Concord’s Integra Drive won’t get warehouse – for now
After successfully petitioning for a zoning change to build a warehouse off Manchester Street in Concord, owners of an Integra Drive property will not enter into agreements to construct a large warehouse complex on the site – at least not yet.
An initial proposal from a local company to the New Hampshire Liquor Commission included a liquor warehouse at 15 Integra Drive. It is not clear from proposal documents whether Distributech LLC had committed to build the warehouse in Concord if it was awarded the 20-year contract, but the Liquor Commission awarded the contract last month to a different company that will build a warehouse in Bow.
The purpose of the planned warehouse and the company behind it were not publicly revealed when the city council approved zoning changes for the Integra Drive property in June. Attorney Richard Uchida, who represents the property’s owners and requested the zoning changes, said yesterday that his clients had been in discussions with Distributech about the property but were unable to release details while the Liquor Commission’s bidding process was in progress.
“Finally the world’s able to sort of put two and two together there,” Uchida said yesterday.
Although a liquor warehouse is not coming to Integra Drive, the zoning change to allow for industrial park use in addition to office space will also apply to future development on the site. Uchida said the property’s owners, the McCarthy family of Massachusetts-based McCarthy Properties, are looking into other development options for the site. James McCarthy is listed in a state filing as manager of 15 Integra Drive LLC, which purchased the 55-acre property last year for $890,000, according to appraisal records.
“I wish we could tell you we had another big warehouse sitting right on the horizon, but at this point that’s not the case,” Uchida said.
Deputy City Manager for Development Carlos Baia said city officials are disappointed that the project did not come to Concord, but “the property itself is still prime real estate” and is more attractive to other developers with its new zoning.
“The property made sense to be rezoned whether it was going to be that warehouse or another possible use,” Baia said.
Any large project on the site will still need to go through the city’s site plan review process, which includes a public hearing with the planning board.
Although Baia had learned that the warehouse would be more than 300,000 square feet and bring 150 jobs to Concord, he said he did not know its intended use was a liquor warehouse until the Liquor Commission revealed proposal details and awarded the contract last month.

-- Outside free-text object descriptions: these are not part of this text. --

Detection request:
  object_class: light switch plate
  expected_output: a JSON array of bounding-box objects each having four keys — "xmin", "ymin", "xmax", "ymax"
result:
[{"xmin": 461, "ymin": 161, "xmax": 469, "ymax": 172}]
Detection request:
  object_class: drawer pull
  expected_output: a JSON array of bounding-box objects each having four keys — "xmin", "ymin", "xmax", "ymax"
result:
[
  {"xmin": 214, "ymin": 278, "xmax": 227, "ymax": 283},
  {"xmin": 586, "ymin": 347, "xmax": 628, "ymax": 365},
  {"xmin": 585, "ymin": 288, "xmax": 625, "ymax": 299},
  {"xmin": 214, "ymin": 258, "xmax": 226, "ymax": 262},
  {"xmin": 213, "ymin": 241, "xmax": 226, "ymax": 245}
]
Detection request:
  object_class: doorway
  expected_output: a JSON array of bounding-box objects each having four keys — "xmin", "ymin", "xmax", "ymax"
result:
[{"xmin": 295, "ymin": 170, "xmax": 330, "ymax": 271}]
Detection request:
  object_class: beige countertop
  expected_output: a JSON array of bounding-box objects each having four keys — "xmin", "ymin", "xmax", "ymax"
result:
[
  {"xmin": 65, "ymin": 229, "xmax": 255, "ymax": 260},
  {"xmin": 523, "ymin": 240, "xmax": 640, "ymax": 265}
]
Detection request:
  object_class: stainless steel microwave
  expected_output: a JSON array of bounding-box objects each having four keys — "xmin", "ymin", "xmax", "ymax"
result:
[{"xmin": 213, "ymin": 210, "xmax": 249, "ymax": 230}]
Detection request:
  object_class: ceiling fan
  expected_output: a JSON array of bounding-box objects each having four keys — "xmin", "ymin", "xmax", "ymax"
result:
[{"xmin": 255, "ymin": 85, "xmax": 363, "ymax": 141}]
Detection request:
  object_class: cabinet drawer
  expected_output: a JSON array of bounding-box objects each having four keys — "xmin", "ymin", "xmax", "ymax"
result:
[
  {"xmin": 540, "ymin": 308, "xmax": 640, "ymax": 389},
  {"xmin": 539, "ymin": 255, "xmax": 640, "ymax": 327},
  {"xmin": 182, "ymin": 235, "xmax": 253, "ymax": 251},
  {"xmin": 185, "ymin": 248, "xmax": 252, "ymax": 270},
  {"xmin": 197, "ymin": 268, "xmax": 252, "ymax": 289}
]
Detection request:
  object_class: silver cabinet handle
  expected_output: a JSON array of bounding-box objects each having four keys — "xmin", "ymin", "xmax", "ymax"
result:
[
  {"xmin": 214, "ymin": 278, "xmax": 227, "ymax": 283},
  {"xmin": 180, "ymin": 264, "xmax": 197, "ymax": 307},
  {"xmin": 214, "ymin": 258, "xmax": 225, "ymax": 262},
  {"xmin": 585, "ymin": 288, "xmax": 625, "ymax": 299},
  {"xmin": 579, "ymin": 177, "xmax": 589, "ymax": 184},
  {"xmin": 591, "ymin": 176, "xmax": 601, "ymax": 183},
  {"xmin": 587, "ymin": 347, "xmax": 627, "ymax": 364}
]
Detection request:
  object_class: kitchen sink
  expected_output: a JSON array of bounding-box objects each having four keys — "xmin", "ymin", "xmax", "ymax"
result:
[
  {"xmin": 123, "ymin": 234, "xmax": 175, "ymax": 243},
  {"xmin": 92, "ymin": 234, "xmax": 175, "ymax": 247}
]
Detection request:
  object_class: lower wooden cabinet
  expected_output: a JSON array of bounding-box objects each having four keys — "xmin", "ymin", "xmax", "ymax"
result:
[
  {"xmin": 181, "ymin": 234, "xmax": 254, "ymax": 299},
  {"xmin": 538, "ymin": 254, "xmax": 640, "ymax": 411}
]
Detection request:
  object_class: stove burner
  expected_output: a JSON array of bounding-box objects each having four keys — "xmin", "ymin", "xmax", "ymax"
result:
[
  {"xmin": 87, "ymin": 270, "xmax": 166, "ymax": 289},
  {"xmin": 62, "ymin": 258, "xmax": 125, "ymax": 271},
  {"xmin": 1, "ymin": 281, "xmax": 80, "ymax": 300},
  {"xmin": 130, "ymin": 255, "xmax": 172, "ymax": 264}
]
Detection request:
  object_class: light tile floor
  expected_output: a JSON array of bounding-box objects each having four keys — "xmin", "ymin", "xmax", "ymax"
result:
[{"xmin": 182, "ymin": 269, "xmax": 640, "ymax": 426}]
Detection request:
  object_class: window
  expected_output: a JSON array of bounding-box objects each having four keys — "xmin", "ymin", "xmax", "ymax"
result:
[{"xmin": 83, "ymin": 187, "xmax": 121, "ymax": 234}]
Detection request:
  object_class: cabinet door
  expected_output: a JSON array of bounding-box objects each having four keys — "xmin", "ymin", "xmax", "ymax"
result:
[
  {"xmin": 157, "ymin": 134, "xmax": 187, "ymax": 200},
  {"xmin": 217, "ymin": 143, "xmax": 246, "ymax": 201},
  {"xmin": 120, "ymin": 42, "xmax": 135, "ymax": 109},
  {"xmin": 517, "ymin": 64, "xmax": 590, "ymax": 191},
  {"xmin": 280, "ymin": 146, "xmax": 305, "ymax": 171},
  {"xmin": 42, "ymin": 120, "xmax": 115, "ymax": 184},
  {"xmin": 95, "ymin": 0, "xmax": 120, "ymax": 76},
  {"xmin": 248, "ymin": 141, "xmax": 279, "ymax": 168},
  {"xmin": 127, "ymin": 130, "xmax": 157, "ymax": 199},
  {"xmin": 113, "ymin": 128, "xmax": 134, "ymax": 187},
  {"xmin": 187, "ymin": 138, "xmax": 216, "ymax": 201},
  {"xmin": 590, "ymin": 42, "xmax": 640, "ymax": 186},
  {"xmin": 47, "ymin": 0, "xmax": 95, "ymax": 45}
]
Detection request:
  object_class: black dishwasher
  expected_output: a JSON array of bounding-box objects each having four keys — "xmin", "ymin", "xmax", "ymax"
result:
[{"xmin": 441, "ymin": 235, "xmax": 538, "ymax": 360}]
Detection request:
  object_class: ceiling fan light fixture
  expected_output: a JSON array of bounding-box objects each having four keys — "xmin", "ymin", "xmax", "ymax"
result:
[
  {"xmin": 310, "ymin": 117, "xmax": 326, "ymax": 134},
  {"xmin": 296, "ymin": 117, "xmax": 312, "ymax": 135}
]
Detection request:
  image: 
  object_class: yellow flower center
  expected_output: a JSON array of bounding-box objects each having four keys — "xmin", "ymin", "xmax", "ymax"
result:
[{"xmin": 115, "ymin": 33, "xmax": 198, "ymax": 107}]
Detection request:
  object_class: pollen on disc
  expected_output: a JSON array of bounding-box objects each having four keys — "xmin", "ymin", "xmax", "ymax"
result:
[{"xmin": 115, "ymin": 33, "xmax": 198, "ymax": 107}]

After hearing about the Liquor Commission’s plan to award a warehouse contract, Baia said city officials had suspected the proposed project would be a liquor warehouse.
As is typical for large projects, Baia and other city officials met earlier this year with designers for the company that planned to build the warehouse. But he said the design team did not reveal their client company or the intended use for the warehouse. After a few meetings, Baia said he did not hear again from the company.
“This is probably the process that was the most cloaked in confidentially that we’ve ever dealt with, at least since I’ve been here (working for the city),” Baia said.
Distributech LLC was one of five companies bidding for a 20-year warehousing contract, according to proposals released by the Liquor Commission. The Liquor Commission awarded the contract last month to Exel Inc., an Ohio-based company that plans to build a 200,000-square-foot facility in Bow.
Michael Goclowski, listed as Distributech’s manager in its proposal documents, declined to comment yesterday. Goclowski lives in Hopkinton and is a consultant for Worldcom Exchange, specializing in online ordering contracts for liquor and beverage companies, according to Distributech’s proposal. Distributech’s attorney, Steven Lauwers of the Concord firm Rath, Young and Pignatelli, also declined to comment about the company’s proposal.
The Liquor Commission is currently facing legal action from Law Warehouses Inc., which had submitted a proposal to build a liquor warehouse in Nashua. Law Warehouses filed a petition asking that the Liquor Commission respond to its numerous Right-to-Know requests and release information about the bidding process, according to a release from the company.
Two other companies also submitted proposals to build warehouses in Merrimack: Hat Trick Logistics – made up of New Hampshire Distributors, Bellavance Beverages and Clarke Distributors – and Philadelphia-based XTL-NH, Inc.